We need each other to maintain affordable housing. We need each other to provide adequate parenting to our children. We need each other to decrease promiscuous behavior and decrease the spread of AIDS in our community. We need each other to pool our resources and increase our economic and political strength. We need each other’s love and support to build a community that nurtures and protect our children. We need each other to lower our frivolous spending and free up more money to save toward retirement, college education, and estate planning to leave an inheritance to our children’s children. We need each other to increase the titles of wife, mother, husband, and father; and lower the number of bitches, ho’s, prostitutes, players and pimps. We need each other so we can spend less time dating and more time living our lives in a way that honors God.

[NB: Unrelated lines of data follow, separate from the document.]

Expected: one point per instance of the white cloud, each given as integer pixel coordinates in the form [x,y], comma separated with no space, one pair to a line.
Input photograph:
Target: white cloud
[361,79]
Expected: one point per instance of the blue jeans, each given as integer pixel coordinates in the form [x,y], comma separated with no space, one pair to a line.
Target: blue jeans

Let’s also look at the emotional benefits. When that special someone loves us, cares for us, respects us, appreciates us and genuinely likes us unconditionally, it’s the best feeling in the world. Having that special someone to celebrate your successes and that shoulder to cry on during our darkest moments is a fundamental need of every human being. Now remember, I said that special someone. Yes, we can get all of the things I mentioned earlier from a variety of different people in a variety of different ways. However, it will always have more meaning when it comes from your mate.
Because of love and the feelings it brings, I still pursue women even though I’m sometimes afraid. I’m afraid of being vulnerable, rejected, abandoned, afraid of trusting, and of being hurt, yet I do it anyway. Fear can immobilize love. It’s not until you do what you fear the most that the death of fear is certain. Complaining and blaming each other has gotten us nowhere. When challenges occur, both partners are usually responsible because both of you are trying to prevent being hurt and disappointed.